Arc furnaces are usually supplied with alternating voltage, but also arc furnaces supplied with direct voltage occur. A typical arc furnace for use during steel manufacture has three electrodes arranged above the charge, which are each connected to their own phase in a three-phase power-supply network. The electrodes can be provided in a known manner with devices for position control of the electrodes, that is, for control of their distances to the charge and hence of the length of the arcs. The furnace is usually connected to the network via a furnace transformer, which is normally provided with an on-load tap changer for control of the voltage supplied to the furnace.
Arc furnaces are often designed for very high power, and the effect of such a furnace on the power-supply network, as well as its effect on other consumers connected to this network, may therefore be strong.
An arc furnace exhibits, especially during certain types of operation such as, for example, during melting of a charge, unstable operating conditions. Short circuits between the electrodes and the charge frequently occur, with surge currents resulting therefrom. Also, it may occur that an arc is extinguished, whereby the current in the phase in question ceases altogether. Usually, these disturbances are unsymmetrical in such a way that two phases become short-circuited and one phase currentless. These phenomena give rise to considerable load variations in the power-supply network, and the load variations cause voltage variations in the network.
Low-frequency components of the above voltage variations can be reduced with the aid of equipment for controllable static reactive-power compensation. However, a considerable part of the voltage variations caused by an arc furnace lie within a frequency range--about 4-8 Hz--where the voltage variations cause so-called flicker, which is disturbing to the eye, that is, variations in light intensity of light bulbs and other light sources, as well as other disturbances, for example changes in the appearance of the picture in TV receivers, while at the same time the frequency of the disturbances is so high that it is not possible to reduce the disturbances to the desirable extent with the aid of controllable reactive-power compensation.

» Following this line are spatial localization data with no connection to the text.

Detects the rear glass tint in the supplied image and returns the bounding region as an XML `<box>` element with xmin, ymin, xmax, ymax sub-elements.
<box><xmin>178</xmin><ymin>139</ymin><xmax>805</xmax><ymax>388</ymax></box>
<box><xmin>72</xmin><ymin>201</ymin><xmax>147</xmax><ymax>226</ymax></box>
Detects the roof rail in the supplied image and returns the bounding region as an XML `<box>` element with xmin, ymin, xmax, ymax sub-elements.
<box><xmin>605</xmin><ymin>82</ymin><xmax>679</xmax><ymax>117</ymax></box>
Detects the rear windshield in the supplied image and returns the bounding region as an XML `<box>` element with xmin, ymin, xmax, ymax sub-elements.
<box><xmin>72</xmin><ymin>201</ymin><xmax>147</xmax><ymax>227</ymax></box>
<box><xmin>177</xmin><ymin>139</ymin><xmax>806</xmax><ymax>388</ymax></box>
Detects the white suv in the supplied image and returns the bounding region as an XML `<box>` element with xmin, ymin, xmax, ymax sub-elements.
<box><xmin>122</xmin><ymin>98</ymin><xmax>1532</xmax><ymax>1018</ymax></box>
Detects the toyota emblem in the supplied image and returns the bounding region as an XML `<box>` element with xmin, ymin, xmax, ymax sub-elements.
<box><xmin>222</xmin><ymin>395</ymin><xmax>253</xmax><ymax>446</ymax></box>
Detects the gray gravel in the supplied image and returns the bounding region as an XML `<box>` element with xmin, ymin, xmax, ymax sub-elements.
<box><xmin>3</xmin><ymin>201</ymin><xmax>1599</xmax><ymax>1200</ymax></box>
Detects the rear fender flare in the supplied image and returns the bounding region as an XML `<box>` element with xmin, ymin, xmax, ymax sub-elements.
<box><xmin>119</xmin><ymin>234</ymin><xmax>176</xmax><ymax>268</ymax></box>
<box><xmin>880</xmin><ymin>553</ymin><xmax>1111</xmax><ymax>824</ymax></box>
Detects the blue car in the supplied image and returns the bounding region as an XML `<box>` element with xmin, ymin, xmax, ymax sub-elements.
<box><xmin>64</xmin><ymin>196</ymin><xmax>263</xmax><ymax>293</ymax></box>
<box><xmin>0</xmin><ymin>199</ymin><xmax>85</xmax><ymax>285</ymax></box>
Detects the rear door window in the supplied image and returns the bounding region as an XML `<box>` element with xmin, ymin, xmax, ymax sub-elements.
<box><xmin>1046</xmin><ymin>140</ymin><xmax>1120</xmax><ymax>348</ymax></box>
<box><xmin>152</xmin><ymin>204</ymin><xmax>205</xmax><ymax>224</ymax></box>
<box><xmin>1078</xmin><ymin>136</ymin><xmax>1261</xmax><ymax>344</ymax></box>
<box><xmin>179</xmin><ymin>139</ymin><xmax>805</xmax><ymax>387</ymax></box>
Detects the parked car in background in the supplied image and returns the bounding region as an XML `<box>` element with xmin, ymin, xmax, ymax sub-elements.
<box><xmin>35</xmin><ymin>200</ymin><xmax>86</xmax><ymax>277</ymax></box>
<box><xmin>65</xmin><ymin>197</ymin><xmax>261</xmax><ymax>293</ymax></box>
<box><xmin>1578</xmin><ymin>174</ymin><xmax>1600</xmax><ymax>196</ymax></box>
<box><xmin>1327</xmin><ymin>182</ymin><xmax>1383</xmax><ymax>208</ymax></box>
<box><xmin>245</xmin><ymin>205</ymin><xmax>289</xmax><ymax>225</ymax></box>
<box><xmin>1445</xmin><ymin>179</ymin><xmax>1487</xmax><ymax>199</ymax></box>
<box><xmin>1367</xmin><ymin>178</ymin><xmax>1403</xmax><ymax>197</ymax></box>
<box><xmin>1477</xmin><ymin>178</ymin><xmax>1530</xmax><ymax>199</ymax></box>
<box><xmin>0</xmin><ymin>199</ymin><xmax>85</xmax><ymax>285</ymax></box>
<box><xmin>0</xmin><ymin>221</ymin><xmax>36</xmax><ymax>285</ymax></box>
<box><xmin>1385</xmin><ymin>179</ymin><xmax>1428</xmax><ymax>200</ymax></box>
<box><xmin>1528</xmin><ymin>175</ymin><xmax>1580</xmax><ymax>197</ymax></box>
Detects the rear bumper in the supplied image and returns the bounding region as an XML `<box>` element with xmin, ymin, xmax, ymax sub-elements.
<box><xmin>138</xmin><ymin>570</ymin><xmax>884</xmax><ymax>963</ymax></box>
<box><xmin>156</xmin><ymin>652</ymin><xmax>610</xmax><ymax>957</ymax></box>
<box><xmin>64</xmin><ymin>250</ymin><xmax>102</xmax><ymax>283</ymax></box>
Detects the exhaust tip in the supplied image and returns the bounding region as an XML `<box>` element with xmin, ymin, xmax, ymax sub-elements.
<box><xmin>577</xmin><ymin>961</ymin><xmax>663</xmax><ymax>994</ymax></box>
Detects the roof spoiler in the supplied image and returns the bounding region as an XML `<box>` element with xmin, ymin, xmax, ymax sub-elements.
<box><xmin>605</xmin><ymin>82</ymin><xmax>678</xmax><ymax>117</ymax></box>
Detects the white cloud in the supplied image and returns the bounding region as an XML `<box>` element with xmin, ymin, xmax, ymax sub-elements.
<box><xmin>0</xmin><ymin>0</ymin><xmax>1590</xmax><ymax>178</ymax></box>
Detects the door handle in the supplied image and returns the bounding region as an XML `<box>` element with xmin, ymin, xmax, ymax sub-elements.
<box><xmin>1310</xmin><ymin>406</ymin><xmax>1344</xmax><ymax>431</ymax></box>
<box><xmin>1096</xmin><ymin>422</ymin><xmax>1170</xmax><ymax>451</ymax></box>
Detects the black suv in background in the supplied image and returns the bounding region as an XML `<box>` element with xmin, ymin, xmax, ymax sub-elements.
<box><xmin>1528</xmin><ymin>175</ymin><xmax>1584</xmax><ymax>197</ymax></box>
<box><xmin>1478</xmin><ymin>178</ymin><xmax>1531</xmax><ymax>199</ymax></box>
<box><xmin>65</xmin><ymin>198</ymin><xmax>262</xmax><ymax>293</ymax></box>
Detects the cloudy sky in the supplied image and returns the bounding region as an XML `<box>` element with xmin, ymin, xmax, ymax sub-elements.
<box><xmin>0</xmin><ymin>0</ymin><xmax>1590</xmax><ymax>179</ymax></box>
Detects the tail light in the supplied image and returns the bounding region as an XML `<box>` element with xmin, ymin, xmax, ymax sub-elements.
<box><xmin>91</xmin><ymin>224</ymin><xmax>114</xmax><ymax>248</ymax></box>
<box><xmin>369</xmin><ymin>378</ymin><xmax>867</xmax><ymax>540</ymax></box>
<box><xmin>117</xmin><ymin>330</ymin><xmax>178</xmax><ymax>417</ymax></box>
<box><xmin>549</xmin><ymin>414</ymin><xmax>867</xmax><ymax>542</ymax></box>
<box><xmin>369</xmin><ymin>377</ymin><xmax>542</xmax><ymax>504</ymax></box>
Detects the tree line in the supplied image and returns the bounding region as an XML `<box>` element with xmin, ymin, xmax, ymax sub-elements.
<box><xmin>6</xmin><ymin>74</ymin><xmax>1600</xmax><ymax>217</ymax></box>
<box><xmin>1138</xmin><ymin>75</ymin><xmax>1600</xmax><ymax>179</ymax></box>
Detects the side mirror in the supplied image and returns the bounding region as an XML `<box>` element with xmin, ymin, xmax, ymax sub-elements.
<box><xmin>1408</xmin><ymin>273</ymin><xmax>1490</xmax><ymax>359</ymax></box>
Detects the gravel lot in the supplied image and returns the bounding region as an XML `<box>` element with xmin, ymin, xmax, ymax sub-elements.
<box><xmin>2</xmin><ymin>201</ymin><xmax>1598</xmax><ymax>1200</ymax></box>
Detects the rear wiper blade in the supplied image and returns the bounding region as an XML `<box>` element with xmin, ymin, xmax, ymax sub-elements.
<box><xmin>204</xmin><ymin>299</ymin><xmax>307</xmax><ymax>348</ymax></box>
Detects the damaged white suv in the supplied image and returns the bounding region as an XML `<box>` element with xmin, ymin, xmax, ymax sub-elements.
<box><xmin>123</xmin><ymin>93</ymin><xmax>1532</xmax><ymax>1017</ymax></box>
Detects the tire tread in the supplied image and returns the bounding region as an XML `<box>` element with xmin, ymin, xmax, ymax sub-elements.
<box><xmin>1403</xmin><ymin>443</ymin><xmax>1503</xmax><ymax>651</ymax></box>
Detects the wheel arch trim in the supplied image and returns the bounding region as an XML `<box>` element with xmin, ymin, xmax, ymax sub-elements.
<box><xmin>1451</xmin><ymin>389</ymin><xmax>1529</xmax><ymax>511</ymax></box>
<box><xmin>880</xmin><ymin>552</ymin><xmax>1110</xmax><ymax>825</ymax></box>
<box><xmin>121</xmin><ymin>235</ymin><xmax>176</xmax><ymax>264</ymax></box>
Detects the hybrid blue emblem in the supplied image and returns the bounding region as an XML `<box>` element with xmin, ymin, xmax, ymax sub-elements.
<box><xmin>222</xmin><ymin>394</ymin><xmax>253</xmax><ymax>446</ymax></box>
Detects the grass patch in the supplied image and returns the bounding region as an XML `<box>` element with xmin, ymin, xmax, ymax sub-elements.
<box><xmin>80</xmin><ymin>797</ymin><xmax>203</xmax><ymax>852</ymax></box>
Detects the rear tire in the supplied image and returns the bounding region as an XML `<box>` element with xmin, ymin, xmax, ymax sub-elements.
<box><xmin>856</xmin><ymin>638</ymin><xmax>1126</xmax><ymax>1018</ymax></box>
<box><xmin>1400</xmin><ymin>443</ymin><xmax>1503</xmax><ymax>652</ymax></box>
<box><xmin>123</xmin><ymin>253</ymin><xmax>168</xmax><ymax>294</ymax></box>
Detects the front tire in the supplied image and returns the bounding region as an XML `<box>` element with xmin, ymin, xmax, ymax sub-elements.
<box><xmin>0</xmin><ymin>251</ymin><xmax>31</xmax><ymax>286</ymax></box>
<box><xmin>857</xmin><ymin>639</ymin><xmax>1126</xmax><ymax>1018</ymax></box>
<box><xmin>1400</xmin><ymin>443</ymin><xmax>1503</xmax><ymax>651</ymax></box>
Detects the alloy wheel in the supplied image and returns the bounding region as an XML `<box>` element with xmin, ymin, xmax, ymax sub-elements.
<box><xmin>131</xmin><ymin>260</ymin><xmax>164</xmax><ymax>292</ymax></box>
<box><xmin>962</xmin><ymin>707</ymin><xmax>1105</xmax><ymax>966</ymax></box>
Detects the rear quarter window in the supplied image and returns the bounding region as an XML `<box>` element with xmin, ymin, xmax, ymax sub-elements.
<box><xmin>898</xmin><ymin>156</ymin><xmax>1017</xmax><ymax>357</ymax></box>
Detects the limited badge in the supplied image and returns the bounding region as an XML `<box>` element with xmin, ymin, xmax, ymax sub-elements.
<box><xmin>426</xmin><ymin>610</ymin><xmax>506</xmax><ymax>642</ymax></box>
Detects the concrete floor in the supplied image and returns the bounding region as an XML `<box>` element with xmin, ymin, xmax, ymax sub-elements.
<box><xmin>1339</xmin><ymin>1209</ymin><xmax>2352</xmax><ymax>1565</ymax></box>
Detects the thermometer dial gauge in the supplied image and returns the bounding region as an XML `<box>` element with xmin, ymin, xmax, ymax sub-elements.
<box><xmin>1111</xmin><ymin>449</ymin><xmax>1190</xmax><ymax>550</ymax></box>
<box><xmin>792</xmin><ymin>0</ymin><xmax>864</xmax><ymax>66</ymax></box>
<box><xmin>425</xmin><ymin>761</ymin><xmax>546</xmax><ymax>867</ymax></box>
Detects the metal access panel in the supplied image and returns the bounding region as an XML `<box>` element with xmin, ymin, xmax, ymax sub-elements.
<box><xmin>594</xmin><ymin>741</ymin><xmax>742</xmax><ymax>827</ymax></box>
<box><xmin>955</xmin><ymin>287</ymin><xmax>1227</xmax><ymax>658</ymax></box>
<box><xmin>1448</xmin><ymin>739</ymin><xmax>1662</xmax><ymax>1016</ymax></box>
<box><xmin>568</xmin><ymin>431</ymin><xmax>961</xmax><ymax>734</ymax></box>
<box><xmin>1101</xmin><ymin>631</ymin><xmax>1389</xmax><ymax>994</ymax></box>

Unless the short-circuit power of the electric power-supply network is very large in relation to the rated power of the furnace, an arc furnace will, for the above reasons, cause inconvenient disturbances for the other subscribers.
After the meltdown phase, the arcs of the furnace burn in a more stable manner, which reduces the above-mentioned disturbances. During this phase, an arc is extinguished at each zero crossing of the electrode current and is regularly restruck after a certain time during the next half-cycle of the electrode voltage, when the voltage with the new polarity has reached a certain value sufficient for firing. A currentless interval appears between each extinction and the following firing, that is, once every half-cycle. These currentless intervals reduce the average power developed in the arcs and hence the production capacity of the furnace. It is therefore desirable to reduce the length of the currentless intervals, if possible.
It is previously known that, by connecting additional inductances into the supply lines of the electrodes, faster restrikings after the zero crossings of the current can be obtained. This results in a reduction of the length of the currentless intervals. However, for the furnace equipment as a whole, the method entails a lower power factor and a lower current amplitude but, on the other hand, it results in longer arcing times and hence a possibility of increased furnace production. At the same time, the costs of the furnace equipment, and the losses therein, increase.